The letter also said: “Co-administering flu and Covid-19 vaccines in the same appointment will allow more efficient use of resources and a better service for patients, as well as potentially helping to improve uptake of both vaccines.
“This will only be possible once the final results of the relevant clinical trials are published (expected later this summer), and where supply, regulation and alignment of cohorts allows, particularly in primary care.
“If the ongoing clinical study finds that co-administration is safe and effective, we intend to optimise for full co-administration of flu and Covid-19 vaccines in trusts, residential care homes, to housebound patients and in other residential settings.”
The JCVI interim guidance sets out two stages for the Covid-19 booster programme:
– The first stage will see 15 million of the most vulnerable people across the UK offered a booster including over-70s, health and care workers, older care home residents, the clinically extremely vulnerable (those who were asked to shield previously), and people who are immunocompromised.

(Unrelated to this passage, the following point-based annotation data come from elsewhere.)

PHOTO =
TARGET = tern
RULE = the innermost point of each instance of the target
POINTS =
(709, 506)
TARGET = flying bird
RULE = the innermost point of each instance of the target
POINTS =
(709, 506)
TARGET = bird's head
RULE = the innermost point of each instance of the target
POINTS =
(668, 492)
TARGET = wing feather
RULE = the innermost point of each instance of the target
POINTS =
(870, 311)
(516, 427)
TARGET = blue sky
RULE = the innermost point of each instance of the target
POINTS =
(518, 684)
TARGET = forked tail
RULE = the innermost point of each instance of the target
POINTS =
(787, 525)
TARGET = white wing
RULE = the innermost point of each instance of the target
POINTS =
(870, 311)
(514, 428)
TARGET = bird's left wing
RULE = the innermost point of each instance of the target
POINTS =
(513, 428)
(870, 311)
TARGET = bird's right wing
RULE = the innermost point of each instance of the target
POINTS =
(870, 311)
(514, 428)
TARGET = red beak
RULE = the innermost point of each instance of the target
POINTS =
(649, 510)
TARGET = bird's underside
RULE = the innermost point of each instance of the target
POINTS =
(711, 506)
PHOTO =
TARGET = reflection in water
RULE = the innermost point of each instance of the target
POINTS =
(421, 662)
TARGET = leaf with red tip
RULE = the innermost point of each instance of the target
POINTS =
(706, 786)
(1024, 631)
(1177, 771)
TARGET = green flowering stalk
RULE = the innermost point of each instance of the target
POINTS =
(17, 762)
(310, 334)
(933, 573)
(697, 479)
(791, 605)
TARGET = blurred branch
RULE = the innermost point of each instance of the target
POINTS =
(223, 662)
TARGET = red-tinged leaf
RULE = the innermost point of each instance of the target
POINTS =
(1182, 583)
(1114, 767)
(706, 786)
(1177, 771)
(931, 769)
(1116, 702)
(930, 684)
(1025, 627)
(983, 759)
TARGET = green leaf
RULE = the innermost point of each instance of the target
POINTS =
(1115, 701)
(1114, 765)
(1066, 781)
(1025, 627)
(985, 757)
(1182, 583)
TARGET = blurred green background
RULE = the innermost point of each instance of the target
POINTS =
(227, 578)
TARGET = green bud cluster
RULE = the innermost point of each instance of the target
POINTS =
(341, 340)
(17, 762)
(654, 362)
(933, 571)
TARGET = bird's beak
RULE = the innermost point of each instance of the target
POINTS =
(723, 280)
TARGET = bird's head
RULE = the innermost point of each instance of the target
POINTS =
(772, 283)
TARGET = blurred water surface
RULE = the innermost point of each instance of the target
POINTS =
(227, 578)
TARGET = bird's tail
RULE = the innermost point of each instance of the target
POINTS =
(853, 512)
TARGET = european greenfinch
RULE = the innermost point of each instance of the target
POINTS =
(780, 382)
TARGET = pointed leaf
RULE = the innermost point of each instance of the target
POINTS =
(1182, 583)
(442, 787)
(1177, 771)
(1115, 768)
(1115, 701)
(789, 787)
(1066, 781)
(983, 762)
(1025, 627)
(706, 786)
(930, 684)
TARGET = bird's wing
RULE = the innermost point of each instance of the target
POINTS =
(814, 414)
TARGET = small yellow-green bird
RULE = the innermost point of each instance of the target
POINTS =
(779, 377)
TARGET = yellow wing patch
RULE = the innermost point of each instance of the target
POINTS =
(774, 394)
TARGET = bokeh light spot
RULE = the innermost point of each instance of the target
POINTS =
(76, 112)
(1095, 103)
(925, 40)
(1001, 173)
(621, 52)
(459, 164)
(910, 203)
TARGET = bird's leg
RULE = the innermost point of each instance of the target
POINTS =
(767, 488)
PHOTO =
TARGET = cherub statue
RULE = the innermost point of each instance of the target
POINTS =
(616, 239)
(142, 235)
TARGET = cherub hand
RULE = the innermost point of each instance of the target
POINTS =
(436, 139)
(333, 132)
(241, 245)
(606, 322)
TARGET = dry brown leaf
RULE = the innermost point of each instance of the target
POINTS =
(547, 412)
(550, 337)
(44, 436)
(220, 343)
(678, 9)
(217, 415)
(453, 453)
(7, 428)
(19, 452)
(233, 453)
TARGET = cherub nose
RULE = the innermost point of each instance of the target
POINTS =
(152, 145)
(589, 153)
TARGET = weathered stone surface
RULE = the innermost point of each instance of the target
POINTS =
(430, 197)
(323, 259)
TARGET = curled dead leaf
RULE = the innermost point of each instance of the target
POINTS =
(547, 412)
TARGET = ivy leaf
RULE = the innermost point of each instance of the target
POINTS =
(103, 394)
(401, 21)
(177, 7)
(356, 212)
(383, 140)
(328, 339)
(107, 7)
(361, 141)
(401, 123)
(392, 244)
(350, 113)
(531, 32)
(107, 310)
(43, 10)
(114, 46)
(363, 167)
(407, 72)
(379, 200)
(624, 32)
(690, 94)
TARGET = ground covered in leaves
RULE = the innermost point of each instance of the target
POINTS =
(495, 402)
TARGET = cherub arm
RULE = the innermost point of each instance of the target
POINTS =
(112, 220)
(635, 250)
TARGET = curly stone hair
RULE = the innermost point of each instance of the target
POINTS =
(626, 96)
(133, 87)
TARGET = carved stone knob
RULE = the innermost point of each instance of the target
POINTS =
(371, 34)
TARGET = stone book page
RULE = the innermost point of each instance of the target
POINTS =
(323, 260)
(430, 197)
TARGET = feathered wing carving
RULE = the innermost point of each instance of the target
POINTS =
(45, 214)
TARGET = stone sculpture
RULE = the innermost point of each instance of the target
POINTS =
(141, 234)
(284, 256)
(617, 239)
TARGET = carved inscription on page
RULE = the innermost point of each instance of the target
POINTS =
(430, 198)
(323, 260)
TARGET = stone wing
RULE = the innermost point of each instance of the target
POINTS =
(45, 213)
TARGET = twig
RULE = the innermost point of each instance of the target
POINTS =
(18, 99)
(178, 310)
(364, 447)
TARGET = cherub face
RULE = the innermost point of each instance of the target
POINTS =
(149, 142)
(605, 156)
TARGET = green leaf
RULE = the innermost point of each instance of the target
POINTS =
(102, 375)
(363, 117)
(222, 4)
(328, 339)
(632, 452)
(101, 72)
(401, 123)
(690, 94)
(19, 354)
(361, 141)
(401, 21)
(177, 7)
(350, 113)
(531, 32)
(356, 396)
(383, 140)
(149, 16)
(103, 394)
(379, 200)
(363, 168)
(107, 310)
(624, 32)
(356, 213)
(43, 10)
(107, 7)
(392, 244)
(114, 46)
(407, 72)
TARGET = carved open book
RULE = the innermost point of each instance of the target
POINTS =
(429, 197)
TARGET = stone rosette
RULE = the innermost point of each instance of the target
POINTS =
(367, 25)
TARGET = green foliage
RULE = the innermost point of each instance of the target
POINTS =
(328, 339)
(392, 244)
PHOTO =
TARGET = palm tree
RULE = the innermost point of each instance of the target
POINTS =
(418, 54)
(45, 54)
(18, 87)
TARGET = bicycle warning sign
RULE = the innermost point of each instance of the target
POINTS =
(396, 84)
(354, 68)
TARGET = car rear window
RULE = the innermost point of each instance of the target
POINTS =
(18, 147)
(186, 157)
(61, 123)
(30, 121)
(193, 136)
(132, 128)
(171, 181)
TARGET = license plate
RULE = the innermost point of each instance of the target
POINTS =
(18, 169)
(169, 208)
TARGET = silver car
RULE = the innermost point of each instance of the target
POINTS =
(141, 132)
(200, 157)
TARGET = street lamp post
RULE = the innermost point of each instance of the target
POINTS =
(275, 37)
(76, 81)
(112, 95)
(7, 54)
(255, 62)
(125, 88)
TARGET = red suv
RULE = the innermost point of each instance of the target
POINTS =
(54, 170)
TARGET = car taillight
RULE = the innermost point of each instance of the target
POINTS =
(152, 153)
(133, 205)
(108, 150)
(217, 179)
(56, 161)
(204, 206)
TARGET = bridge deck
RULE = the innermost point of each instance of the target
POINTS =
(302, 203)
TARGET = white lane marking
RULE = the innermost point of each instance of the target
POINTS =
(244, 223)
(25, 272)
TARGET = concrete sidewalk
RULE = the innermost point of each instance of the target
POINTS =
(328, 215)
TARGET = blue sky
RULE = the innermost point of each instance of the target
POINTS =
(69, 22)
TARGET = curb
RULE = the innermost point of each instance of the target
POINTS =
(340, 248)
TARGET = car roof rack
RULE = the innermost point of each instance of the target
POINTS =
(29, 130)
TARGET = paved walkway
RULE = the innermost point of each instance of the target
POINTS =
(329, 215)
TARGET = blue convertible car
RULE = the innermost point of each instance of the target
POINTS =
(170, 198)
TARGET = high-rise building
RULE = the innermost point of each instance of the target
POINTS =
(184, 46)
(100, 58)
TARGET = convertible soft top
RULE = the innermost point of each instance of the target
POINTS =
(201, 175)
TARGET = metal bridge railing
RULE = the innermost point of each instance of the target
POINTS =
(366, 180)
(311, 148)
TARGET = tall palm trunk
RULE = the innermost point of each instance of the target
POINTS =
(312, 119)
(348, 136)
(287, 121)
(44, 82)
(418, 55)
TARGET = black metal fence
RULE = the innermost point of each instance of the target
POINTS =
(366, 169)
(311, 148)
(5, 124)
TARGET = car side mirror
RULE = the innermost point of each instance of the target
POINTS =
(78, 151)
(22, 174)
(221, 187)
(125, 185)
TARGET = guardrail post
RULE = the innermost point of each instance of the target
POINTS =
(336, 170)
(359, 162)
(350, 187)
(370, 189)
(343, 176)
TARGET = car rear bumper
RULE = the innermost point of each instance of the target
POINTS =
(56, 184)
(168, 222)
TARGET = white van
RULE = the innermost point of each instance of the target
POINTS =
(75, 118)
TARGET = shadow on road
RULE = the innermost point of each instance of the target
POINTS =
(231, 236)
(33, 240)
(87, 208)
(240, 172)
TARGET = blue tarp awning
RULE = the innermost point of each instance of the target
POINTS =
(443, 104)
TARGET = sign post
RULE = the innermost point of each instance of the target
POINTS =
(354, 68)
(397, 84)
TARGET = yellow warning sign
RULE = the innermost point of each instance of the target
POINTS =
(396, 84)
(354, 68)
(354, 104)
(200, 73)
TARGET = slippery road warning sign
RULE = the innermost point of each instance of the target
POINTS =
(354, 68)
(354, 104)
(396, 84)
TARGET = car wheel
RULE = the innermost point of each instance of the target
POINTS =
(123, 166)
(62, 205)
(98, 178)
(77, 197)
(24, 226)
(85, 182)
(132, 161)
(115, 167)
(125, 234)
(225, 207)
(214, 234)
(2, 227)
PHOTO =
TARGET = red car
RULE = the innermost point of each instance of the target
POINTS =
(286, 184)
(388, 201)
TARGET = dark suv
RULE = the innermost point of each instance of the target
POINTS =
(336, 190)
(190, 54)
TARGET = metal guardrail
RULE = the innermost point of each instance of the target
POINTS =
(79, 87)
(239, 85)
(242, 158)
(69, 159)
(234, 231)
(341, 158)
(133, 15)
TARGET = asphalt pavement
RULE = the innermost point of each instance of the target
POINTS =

– The second stage will extend to a further 17 million people including over-50s, adults over the age of 16 who usually are offered a free NHS flu jab, those aged 16-49 in a Covid at-risk group, and people who are in regular contact with someone who is immunocompromised.
The plans have been drawn up to ensure the NHS is prepared for any possible booster jab campaign while officials await more data on whether a third vaccine is required to bolster protection over the winter months.
It will coincide with the rollout of flu jabs, which health officials have said will be vital this winter as they prepare for a potentially difficult influenza season.
Officials have stressed that a third vaccine may not be needed but scientific advisers to the Government have said they are “taking no chances” and want to give the health service as much time as possible to plan.